The Werewolf Syndrome: Compulsive Bestial Slaughterers
The Full Moon Killer
In Italy, the so-called "Monster of Florence" stopped killing in 1985 after thirty-two victims had died over a period of seventeen years, most of them killed during the full moon. The "monster" seemed obsessed with couples in cars on deserted streets who were making love. All of them were shot through the window, and then the females were often mutilated; in some cases, their sex organs or breasts were removed with what appeared to be a sharp implement, such as a scalpel.
The first incident occurred, according to Lane and Gregg, in August 1968 when a man and his mistress were shot while they made out near a cemetery in the outskirts of Florence. The woman, Barbara Locci, was married, so her husband was tried, convicted, and sentenced to imprisonment. He had confessed but had then retracted his confession. No one believed the retraction, since he had a clear motive and he'd been leaving his home with a suitcase when police had arrived the day after the murder to question him. Then, six years later on September 14, 1974, another couple was shot outside Florence, and ballistics testing matched the bullet to the same Berreta that had shot the .22 caliber bullets that had killed the couple in 1968. The woman had been stabbed 96 times, clearly during frenzy.
Again, years went by before another such incident was linked to this offender. On June 6, 1981, a couple was killed and the woman's genitals were mutilated. Her vagina had been entirely cut out and removed. After that, the killer stepped up his pace. In 1983, using the same gun, he killed a pair of homosexual lovers, but they were not mutilated. Some officials speculate that he'd made a mistake.
After the last couple was murdered in 1985, with the man chased down and the woman horribly cut up, an assistant DA received an envelope containing strips of skin from the breast of the female, removed after she was shot. The Monster of Florence was clearly playing a game, but they were no closer to identifying him.
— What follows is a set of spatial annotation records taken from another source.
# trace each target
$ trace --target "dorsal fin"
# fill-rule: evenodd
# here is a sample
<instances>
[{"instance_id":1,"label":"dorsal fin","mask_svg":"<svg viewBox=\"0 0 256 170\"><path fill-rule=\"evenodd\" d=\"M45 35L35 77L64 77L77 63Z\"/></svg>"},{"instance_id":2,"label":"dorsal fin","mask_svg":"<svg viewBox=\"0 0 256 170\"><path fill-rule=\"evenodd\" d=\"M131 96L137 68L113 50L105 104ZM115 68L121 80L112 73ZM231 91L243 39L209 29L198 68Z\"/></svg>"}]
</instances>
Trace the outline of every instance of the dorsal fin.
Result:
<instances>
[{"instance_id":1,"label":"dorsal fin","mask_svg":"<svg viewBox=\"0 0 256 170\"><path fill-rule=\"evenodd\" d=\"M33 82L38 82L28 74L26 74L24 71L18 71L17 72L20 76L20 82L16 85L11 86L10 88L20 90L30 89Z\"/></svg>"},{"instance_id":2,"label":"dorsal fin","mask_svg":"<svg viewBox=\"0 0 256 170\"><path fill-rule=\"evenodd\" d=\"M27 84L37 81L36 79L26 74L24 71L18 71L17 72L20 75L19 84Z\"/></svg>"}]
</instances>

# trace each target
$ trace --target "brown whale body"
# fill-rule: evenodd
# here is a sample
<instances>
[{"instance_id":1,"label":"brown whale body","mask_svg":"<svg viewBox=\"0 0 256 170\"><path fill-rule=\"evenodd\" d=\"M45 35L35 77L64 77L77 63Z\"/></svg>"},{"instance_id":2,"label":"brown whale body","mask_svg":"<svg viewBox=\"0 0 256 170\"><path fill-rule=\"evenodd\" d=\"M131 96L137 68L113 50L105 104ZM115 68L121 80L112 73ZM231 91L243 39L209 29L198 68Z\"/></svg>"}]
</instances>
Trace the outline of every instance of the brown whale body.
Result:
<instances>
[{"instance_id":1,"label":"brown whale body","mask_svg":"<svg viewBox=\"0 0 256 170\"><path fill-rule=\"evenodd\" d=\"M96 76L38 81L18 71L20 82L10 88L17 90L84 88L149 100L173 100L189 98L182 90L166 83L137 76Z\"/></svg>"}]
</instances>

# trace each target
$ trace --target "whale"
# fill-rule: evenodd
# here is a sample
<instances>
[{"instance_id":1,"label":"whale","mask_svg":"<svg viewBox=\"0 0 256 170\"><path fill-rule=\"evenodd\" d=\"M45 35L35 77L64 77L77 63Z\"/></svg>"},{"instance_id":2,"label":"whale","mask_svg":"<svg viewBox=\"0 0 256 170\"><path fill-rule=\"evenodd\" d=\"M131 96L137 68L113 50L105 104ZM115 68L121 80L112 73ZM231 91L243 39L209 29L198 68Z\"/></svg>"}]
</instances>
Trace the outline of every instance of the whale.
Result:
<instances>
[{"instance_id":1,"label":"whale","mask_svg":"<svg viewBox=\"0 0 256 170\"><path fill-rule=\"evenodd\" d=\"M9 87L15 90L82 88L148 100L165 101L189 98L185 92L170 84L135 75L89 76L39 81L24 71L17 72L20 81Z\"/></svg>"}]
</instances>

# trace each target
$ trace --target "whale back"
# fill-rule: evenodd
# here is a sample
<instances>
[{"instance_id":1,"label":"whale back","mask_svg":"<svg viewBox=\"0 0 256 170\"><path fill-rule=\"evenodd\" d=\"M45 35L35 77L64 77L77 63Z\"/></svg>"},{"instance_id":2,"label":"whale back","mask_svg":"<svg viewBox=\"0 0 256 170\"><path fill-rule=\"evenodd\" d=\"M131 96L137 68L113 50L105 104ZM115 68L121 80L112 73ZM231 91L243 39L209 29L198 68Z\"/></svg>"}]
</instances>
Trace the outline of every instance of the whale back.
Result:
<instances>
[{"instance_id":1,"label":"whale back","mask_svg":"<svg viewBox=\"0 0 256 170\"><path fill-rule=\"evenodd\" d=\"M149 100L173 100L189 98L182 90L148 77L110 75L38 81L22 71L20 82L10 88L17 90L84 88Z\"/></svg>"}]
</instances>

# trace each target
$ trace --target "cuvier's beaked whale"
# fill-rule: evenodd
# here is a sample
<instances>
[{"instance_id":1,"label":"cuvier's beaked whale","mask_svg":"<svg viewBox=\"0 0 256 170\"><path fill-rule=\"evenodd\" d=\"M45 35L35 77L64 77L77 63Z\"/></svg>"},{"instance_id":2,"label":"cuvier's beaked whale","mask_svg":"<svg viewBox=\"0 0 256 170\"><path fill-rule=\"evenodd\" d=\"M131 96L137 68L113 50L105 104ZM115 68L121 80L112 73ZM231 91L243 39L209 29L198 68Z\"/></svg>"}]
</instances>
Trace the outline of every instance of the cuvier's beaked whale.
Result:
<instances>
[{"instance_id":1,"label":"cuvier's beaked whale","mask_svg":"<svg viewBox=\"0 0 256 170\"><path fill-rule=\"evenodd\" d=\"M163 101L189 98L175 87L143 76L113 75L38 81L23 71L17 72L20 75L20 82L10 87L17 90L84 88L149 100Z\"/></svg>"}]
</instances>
Over the years since 1968, investigators had questioned more than one hundred thousand people. Then, during the early 1990s they identified Pietro Pacciani, a 68-year-old farmer with a taxidermy hobby who had served a prison term for stabbing and stomping a man to death. He'd also sexually molested his own two daughters and was allegedly involved in an occult group.
Despite his claims of innocence and only slight circumstantial evidence against him, Pacciani was convicted for seven of the murders. But then he was freed on appeal. However, two of his associates, Mario Vanni and Giancarlo Lotti, were arrested and convicted for their part in five of the murders. A judge ordered a new trial for Pacciani, whom the public believed was guilty. Then, before his retrial, Pacciani died from a drug overdose, so the murders officially remain unsolved. There are sources that say that the two imprisoned men are innocent, but so far, no one else has been charged with the murders.
The fact that the incidents occurred under a full moon and were carried out in what appeared to be a bestial frenzy marks this series of crimes as similar to those committed by people who described themselves as driven by savage, wolf-like compulsions.